約束の期限が迫る中、正直私は何をして過ごしていたのか詳しいことは覚えていません。ただがむしゃらに何かに打ち込んでいたのだろうと思います。そのころには紋章魔術を一通り扱えるようになっていましたし、街で生活できるくらいにはこの世界の事も分かってきていましたから。そんなときでした。彼女と出会ったのは。
「へぇ! あの意地汚い雌豚どもから聞いた通り、随分と辛気臭い顔をしているのだな」
突然、ものすごく無礼な話しかけられ方をしたのを覚えています。
聞いたことの無い声だったので、初対面でなんてことを言うんだと言い返そうとしたと思います。ですが、彼女に向かって振り返った私は、口をきけませんでした。

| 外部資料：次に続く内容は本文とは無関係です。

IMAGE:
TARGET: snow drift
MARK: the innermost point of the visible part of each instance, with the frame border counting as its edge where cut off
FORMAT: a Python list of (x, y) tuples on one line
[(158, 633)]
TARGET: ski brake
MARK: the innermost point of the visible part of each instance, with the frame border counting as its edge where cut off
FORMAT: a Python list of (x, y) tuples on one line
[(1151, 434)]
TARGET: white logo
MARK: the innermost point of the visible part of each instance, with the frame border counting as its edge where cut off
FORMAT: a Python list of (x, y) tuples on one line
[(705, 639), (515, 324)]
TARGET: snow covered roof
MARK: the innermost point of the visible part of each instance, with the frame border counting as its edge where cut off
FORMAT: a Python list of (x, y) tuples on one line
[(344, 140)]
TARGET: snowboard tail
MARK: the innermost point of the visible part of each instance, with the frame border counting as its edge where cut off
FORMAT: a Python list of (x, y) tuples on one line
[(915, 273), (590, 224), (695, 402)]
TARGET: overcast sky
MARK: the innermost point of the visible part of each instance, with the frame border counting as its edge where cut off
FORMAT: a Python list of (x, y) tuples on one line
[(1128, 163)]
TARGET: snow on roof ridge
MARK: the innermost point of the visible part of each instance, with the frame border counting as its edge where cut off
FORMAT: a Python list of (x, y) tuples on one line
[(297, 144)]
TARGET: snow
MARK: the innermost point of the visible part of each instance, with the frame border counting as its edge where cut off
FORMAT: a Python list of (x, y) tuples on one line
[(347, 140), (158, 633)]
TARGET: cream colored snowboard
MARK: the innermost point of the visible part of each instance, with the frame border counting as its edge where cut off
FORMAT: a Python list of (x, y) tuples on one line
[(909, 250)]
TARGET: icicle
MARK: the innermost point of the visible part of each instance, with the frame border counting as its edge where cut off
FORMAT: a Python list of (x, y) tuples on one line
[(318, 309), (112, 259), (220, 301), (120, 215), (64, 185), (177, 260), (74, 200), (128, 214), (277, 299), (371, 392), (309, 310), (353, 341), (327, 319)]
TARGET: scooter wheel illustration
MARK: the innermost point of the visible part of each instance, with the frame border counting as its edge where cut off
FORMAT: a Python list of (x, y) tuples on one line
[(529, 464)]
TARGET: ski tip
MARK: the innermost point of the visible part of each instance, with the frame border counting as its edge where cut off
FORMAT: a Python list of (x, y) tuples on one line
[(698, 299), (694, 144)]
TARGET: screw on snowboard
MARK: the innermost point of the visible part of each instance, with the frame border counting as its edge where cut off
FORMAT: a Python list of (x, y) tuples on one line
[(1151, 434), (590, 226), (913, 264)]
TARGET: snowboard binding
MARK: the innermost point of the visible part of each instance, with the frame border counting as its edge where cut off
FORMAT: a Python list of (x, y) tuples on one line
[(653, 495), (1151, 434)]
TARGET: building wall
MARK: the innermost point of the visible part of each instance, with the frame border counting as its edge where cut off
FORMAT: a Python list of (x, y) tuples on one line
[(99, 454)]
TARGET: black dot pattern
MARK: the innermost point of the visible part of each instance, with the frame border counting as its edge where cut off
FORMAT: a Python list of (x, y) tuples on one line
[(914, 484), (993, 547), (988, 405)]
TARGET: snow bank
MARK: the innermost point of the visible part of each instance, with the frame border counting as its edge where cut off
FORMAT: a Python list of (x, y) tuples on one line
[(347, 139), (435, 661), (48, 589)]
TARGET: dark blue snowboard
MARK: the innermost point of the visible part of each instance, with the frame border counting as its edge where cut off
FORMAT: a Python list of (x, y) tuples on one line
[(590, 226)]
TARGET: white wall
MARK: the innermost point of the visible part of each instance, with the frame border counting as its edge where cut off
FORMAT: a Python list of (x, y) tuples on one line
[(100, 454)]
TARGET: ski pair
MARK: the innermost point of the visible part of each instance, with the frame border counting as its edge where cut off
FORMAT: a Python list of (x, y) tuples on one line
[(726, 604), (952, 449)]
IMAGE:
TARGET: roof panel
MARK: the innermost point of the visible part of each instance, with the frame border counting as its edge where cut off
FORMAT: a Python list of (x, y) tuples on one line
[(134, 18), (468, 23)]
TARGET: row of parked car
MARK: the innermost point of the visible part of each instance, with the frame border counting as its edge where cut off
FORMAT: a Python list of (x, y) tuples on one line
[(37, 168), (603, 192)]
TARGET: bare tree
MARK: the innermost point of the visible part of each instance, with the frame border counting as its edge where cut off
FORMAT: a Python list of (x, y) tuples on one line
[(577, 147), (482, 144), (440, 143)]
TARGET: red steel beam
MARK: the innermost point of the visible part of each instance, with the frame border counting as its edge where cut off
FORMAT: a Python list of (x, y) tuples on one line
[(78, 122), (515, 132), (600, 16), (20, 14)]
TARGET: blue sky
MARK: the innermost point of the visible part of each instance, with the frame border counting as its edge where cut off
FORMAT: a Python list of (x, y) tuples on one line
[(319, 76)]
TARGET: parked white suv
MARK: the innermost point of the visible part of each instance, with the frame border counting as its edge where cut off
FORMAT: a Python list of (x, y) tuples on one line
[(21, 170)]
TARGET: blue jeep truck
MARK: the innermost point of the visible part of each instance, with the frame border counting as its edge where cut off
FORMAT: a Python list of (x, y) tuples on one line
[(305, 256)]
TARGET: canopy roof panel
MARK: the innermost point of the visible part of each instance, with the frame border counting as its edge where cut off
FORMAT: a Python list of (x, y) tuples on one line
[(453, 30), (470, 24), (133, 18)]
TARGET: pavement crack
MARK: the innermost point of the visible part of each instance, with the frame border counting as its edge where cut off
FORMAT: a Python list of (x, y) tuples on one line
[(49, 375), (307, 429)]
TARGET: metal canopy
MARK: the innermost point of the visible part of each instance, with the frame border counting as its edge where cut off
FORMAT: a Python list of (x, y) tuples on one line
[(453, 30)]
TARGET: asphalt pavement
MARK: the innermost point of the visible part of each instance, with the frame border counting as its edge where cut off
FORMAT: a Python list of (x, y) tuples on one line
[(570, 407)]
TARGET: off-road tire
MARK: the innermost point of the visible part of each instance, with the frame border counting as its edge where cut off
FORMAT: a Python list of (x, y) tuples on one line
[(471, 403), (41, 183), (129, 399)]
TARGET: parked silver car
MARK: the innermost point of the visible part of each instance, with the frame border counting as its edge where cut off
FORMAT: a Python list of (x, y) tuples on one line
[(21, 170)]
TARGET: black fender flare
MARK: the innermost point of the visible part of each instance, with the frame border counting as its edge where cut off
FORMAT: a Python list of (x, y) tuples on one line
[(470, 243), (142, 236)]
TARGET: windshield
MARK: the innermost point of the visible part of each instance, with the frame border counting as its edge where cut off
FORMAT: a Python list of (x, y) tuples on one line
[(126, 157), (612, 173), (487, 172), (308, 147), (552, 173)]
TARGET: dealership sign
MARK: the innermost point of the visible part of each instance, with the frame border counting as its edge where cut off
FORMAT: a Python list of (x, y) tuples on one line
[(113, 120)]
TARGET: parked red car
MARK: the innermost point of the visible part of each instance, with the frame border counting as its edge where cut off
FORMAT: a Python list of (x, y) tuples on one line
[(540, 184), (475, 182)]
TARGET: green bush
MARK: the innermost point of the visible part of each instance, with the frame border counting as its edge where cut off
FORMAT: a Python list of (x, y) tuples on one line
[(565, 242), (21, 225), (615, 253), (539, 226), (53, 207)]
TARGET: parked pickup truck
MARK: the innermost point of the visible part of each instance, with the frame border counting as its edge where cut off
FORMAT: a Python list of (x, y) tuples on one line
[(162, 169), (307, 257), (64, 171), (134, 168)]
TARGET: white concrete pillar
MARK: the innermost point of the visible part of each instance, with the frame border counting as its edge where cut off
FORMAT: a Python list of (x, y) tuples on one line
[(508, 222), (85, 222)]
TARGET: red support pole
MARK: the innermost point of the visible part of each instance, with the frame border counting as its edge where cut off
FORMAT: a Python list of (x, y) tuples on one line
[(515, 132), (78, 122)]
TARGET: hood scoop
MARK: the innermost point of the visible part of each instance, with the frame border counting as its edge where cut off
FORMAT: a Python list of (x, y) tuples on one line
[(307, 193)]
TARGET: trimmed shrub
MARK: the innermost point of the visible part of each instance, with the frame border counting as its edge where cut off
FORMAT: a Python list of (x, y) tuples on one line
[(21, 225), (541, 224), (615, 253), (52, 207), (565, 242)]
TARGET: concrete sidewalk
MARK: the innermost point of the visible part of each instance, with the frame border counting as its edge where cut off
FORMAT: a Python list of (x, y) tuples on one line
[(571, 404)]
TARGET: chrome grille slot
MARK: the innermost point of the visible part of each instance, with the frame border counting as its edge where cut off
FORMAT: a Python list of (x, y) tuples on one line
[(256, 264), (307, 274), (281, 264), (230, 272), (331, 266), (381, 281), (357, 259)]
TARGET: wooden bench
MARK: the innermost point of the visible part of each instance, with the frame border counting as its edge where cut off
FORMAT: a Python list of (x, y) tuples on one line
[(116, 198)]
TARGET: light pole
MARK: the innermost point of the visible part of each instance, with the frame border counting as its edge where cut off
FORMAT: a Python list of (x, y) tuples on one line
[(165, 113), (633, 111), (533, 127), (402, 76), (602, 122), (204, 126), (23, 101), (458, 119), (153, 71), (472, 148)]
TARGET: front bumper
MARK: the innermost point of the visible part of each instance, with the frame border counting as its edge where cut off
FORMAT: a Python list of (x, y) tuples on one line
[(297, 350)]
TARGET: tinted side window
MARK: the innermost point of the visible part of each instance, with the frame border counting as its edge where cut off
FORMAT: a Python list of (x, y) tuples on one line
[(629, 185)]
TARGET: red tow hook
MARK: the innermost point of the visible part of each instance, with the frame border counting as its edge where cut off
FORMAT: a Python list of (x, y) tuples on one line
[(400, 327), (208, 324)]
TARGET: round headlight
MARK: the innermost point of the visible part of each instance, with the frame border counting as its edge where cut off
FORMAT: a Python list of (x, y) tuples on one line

「たわけた奴だ。特別な力を持っているのに、そのような顔をするものではない。そんな何物でもないようなツラをして背景の一部にでもなったつもりか? 残念だが、その程度では余の目から逃れることは叶わんぞ」
彼女は、見惚れるような美しい金髪に、流れる血のようなメッシュを走らせ。190は優に超えるであろうそのモデルのような体を見せつけるように悠々と歩み寄り、私の前の椅子に腰かけました。彫刻の様に整った顔に、ルビーの様に輝く赤い瞳で、彼女は尊大にふんぞり返って言いました。
他の誰でもなく、私の、神村躑躅の目をまっすぐに見据えて言いました。
「喜べ異邦人。余は貴様を探していたのだ」
その瞬間、強い風が吹き抜けていくような感覚がしました。
そして私は理解しました。ああ、そうか。これが主人公か。
なるほどこれは、これは凄い。すべてを巻き上げ、その渦に捕らえたまま過ぎ去るハリケーンのような存在感。一目見ただけで伝わる、恐ろしいほどの、圧倒的なまでのカリスマ。
これなら、いい。これが主人公だというのなら、私は主人公になれなくてもいい。ですが、もう背景のモブは卒業です。
「―――貴様に余の下で働く栄誉をくれてやろう」
この人の脇に立ち、この人を引き立てる、―――脇役になるのです。